March 20, 2025
Intangible Assets

Federal Circuit: PTE for Reissue Patents Should Be Calculated From Original Patent’s Issue Date | Fish & Richardson


On March 13, 2025, the Federal Circuit decided in Merck Sharp & Dohme B.V. v. Aurobindo Pharma USA, Inc. (No. 2023-2254) how patent term extensions (PTEs) apply to reissued patents under the Hatch-Waxman Act. The court confirmed that PTE should be calculated based on the issue date of the original patent rather than the reissue date — a decision that has implications for pharmaceutical patent holders.

Under the Hatch-Waxman Act, a patentee can receive up to five years of PTE to compensate for regulatory delays in obtaining Food and Drug Administration (FDA) approval. 35 U.S.C. § 156. The formula for calculating PTE provides that “[t]he term of a patent … shall be extended by the time equal to the regulatory review period … occur[ring] after the date the patent is issued.” Id. at § 156(c). The dispute in this case centered on whether the reference to “patent” in subsection 156(c) is to the original patent or the reissue patent. Using the reissue date would usually result in shorter PTE because any regulatory review before the issue date does not affect PTE.

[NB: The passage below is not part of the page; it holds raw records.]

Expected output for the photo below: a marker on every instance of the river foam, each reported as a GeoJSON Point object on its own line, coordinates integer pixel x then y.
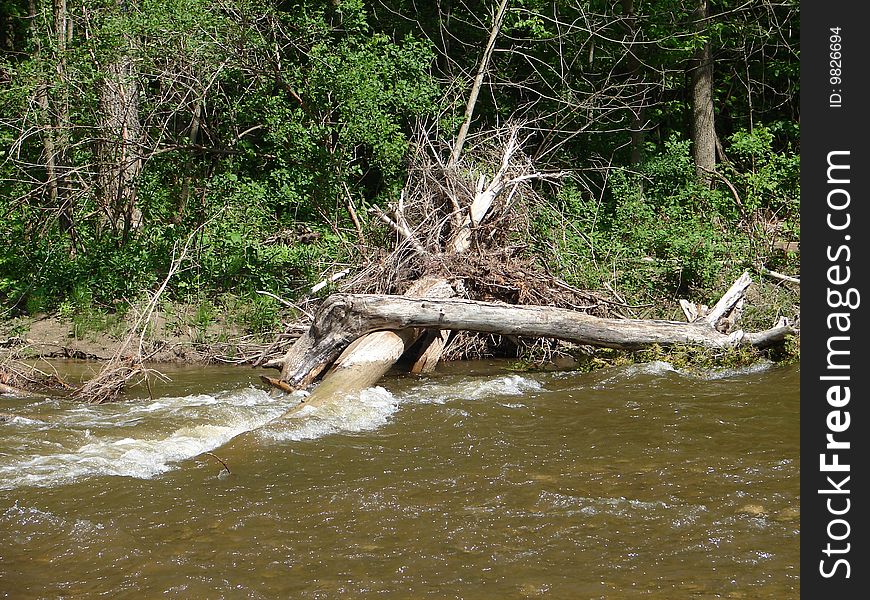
{"type": "Point", "coordinates": [142, 441]}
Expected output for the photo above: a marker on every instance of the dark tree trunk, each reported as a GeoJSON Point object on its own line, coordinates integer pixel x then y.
{"type": "Point", "coordinates": [703, 126]}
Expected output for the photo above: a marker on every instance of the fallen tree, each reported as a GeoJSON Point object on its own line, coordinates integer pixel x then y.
{"type": "Point", "coordinates": [339, 332]}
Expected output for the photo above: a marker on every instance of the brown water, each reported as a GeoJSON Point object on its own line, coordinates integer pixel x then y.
{"type": "Point", "coordinates": [636, 482]}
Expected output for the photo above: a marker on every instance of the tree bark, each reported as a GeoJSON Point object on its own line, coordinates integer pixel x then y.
{"type": "Point", "coordinates": [478, 81]}
{"type": "Point", "coordinates": [344, 318]}
{"type": "Point", "coordinates": [703, 126]}
{"type": "Point", "coordinates": [363, 362]}
{"type": "Point", "coordinates": [120, 148]}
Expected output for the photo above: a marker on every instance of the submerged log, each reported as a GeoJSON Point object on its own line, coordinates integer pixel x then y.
{"type": "Point", "coordinates": [343, 318]}
{"type": "Point", "coordinates": [367, 333]}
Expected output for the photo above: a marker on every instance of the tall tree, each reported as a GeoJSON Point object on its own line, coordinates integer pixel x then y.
{"type": "Point", "coordinates": [701, 75]}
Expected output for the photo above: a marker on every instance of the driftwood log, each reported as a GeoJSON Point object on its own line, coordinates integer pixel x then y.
{"type": "Point", "coordinates": [342, 329]}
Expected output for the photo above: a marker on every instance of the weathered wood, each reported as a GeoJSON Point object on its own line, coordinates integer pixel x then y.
{"type": "Point", "coordinates": [780, 276]}
{"type": "Point", "coordinates": [364, 362]}
{"type": "Point", "coordinates": [433, 347]}
{"type": "Point", "coordinates": [729, 300]}
{"type": "Point", "coordinates": [345, 317]}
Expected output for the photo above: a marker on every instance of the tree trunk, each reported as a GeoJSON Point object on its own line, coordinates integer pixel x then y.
{"type": "Point", "coordinates": [703, 126]}
{"type": "Point", "coordinates": [120, 148]}
{"type": "Point", "coordinates": [363, 362]}
{"type": "Point", "coordinates": [345, 318]}
{"type": "Point", "coordinates": [478, 81]}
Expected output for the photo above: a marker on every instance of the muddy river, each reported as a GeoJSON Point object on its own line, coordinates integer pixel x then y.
{"type": "Point", "coordinates": [474, 482]}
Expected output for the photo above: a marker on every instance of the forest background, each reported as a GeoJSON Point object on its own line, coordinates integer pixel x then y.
{"type": "Point", "coordinates": [269, 136]}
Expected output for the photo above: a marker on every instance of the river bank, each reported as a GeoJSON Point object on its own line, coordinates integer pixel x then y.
{"type": "Point", "coordinates": [174, 336]}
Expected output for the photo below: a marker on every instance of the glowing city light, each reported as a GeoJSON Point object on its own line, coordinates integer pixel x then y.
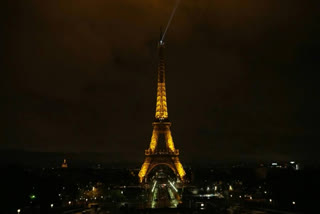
{"type": "Point", "coordinates": [154, 186]}
{"type": "Point", "coordinates": [173, 186]}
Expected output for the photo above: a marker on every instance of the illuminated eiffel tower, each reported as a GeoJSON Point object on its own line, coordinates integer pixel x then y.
{"type": "Point", "coordinates": [169, 155]}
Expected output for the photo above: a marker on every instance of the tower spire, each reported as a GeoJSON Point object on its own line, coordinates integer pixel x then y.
{"type": "Point", "coordinates": [161, 106]}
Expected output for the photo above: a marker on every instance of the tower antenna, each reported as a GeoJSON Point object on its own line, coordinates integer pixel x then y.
{"type": "Point", "coordinates": [170, 19]}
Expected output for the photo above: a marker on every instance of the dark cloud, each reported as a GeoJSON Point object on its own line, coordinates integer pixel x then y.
{"type": "Point", "coordinates": [242, 77]}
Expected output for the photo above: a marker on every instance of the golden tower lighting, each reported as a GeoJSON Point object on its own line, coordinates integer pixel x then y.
{"type": "Point", "coordinates": [161, 126]}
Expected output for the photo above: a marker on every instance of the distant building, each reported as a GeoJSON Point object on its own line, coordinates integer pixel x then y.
{"type": "Point", "coordinates": [64, 164]}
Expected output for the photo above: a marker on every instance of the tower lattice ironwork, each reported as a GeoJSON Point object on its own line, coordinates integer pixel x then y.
{"type": "Point", "coordinates": [154, 155]}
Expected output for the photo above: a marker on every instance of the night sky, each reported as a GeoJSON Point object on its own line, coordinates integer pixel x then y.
{"type": "Point", "coordinates": [242, 77]}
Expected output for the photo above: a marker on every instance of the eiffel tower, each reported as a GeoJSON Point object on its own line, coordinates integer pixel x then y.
{"type": "Point", "coordinates": [154, 155]}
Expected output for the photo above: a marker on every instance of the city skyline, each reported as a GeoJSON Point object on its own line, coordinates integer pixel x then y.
{"type": "Point", "coordinates": [241, 78]}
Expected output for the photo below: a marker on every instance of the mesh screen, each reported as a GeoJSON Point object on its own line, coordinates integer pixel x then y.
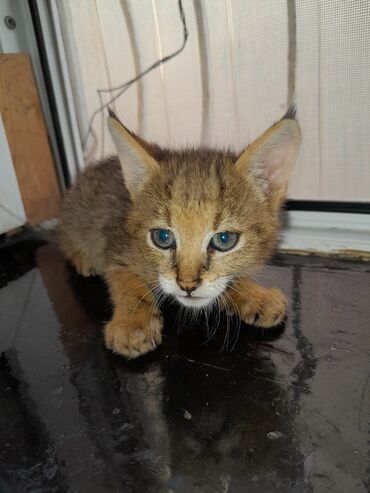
{"type": "Point", "coordinates": [244, 63]}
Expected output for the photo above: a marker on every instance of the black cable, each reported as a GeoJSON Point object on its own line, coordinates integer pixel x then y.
{"type": "Point", "coordinates": [123, 87]}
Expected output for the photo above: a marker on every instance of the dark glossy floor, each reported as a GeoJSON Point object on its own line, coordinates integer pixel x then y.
{"type": "Point", "coordinates": [286, 411]}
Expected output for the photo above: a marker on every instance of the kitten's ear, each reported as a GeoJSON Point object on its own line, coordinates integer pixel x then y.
{"type": "Point", "coordinates": [271, 157]}
{"type": "Point", "coordinates": [137, 164]}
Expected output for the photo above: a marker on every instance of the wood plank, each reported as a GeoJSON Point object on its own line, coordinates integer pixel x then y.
{"type": "Point", "coordinates": [27, 137]}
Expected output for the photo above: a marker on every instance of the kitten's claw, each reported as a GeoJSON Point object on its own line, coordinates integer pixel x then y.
{"type": "Point", "coordinates": [266, 311]}
{"type": "Point", "coordinates": [130, 339]}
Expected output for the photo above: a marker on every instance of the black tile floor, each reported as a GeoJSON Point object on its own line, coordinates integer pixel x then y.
{"type": "Point", "coordinates": [284, 411]}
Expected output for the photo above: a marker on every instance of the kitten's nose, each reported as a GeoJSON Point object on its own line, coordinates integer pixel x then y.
{"type": "Point", "coordinates": [188, 285]}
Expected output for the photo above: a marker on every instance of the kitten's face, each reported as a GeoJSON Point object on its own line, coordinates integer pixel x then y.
{"type": "Point", "coordinates": [203, 225]}
{"type": "Point", "coordinates": [201, 219]}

Merck’s original patent (U.S. Patent No. 6,670,340) covered the active ingredient in BRIDION® (“sugammedex”), a drug used to reverse neuromuscular blockade. During FDA review of Merck’s New Drug Application for BRIDION®, the patent was reissued as U.S. Patent No. RE44,733, which retained the original claims while adding narrower ones specific to the active ingredient. After FDA approved BRIDION®, Merck applied for PTE, which the U.S. Patent and Trademark Office (USPTO) granted based on the original patent’s issue date. Generic drug manufacturers challenged this calculation in District Court, arguing that the extension should be based on the reissue date, which would significantly reduce the extended term. The District Court agreed with the USPTO that § 156(c)’s reference to the “patent” refers to the original patent, not the reissued patent. In re Sugammadex, No. CV 20-2576 (CCC) (LDW), 2023 WL 3966146, at *16 (D.N.J. June 13, 2023).

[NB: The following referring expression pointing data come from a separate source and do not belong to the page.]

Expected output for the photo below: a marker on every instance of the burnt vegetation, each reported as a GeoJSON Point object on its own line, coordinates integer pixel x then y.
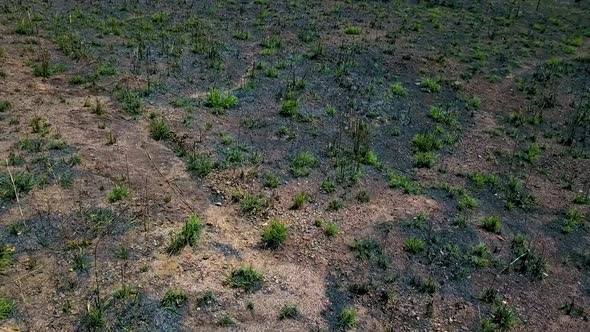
{"type": "Point", "coordinates": [295, 165]}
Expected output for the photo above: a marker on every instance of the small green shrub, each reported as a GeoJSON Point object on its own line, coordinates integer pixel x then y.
{"type": "Point", "coordinates": [289, 108]}
{"type": "Point", "coordinates": [189, 235]}
{"type": "Point", "coordinates": [327, 186]}
{"type": "Point", "coordinates": [6, 254]}
{"type": "Point", "coordinates": [221, 100]}
{"type": "Point", "coordinates": [397, 89]}
{"type": "Point", "coordinates": [299, 200]}
{"type": "Point", "coordinates": [428, 285]}
{"type": "Point", "coordinates": [503, 318]}
{"type": "Point", "coordinates": [226, 321]}
{"type": "Point", "coordinates": [442, 116]}
{"type": "Point", "coordinates": [246, 278]}
{"type": "Point", "coordinates": [24, 182]}
{"type": "Point", "coordinates": [208, 299]}
{"type": "Point", "coordinates": [274, 235]}
{"type": "Point", "coordinates": [414, 245]}
{"type": "Point", "coordinates": [6, 308]}
{"type": "Point", "coordinates": [174, 299]}
{"type": "Point", "coordinates": [426, 142]}
{"type": "Point", "coordinates": [335, 204]}
{"type": "Point", "coordinates": [367, 249]}
{"type": "Point", "coordinates": [492, 224]}
{"type": "Point", "coordinates": [132, 100]}
{"type": "Point", "coordinates": [159, 129]}
{"type": "Point", "coordinates": [94, 317]}
{"type": "Point", "coordinates": [39, 125]}
{"type": "Point", "coordinates": [348, 319]}
{"type": "Point", "coordinates": [331, 229]}
{"type": "Point", "coordinates": [199, 164]}
{"type": "Point", "coordinates": [5, 105]}
{"type": "Point", "coordinates": [402, 182]}
{"type": "Point", "coordinates": [424, 159]}
{"type": "Point", "coordinates": [352, 30]}
{"type": "Point", "coordinates": [481, 255]}
{"type": "Point", "coordinates": [118, 193]}
{"type": "Point", "coordinates": [254, 203]}
{"type": "Point", "coordinates": [270, 180]}
{"type": "Point", "coordinates": [582, 199]}
{"type": "Point", "coordinates": [573, 219]}
{"type": "Point", "coordinates": [429, 84]}
{"type": "Point", "coordinates": [466, 202]}
{"type": "Point", "coordinates": [481, 180]}
{"type": "Point", "coordinates": [289, 311]}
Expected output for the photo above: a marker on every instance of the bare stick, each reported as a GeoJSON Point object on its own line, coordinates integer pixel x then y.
{"type": "Point", "coordinates": [174, 187]}
{"type": "Point", "coordinates": [14, 188]}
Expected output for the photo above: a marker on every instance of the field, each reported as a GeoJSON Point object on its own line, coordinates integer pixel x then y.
{"type": "Point", "coordinates": [317, 165]}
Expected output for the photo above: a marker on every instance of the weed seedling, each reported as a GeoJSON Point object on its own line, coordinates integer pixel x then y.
{"type": "Point", "coordinates": [246, 278]}
{"type": "Point", "coordinates": [274, 235]}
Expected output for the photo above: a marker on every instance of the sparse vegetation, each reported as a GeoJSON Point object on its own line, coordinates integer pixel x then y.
{"type": "Point", "coordinates": [274, 235]}
{"type": "Point", "coordinates": [445, 142]}
{"type": "Point", "coordinates": [189, 235]}
{"type": "Point", "coordinates": [246, 278]}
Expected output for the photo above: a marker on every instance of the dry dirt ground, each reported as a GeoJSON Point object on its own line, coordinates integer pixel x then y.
{"type": "Point", "coordinates": [310, 271]}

The Federal Circuit affirmed the lower court’s ruling and held that PTE for a reissued patent should be calculated based on the original patent’s issue date. The court found that the meaning of the term “patent” as used in 35 U.S.C. § 156(c) was ambiguous but should be interpreted in a manner consistent with the Hatch-Waxman Act’s purpose of compensating patent owners for lost exclusivity due to regulatory delay. The Federal Circuit explained that a contrary interpretation would undermine the Act’s intent by arbitrarily shortening PTEs for patent holders who sought reissue, potentially discouraging valid reissues.

Takeaways

The court’s ruling has implications for pharmaceutical patentees and generic drug manufactures. For patentees seeking PTE for reissued patents, the ruling ensures that regulatory delays are accounted for from the issue date of the original patent that has claims covering the at-issue drug product, even when a patent undergoes reissuance. The decision also affirms the additional hurdles for generic drug manufacturers when challenging patent exclusivity because reissued patents maintaining claims to the at-issue drug maintain their full PTE period as calculated from the original patent issue date.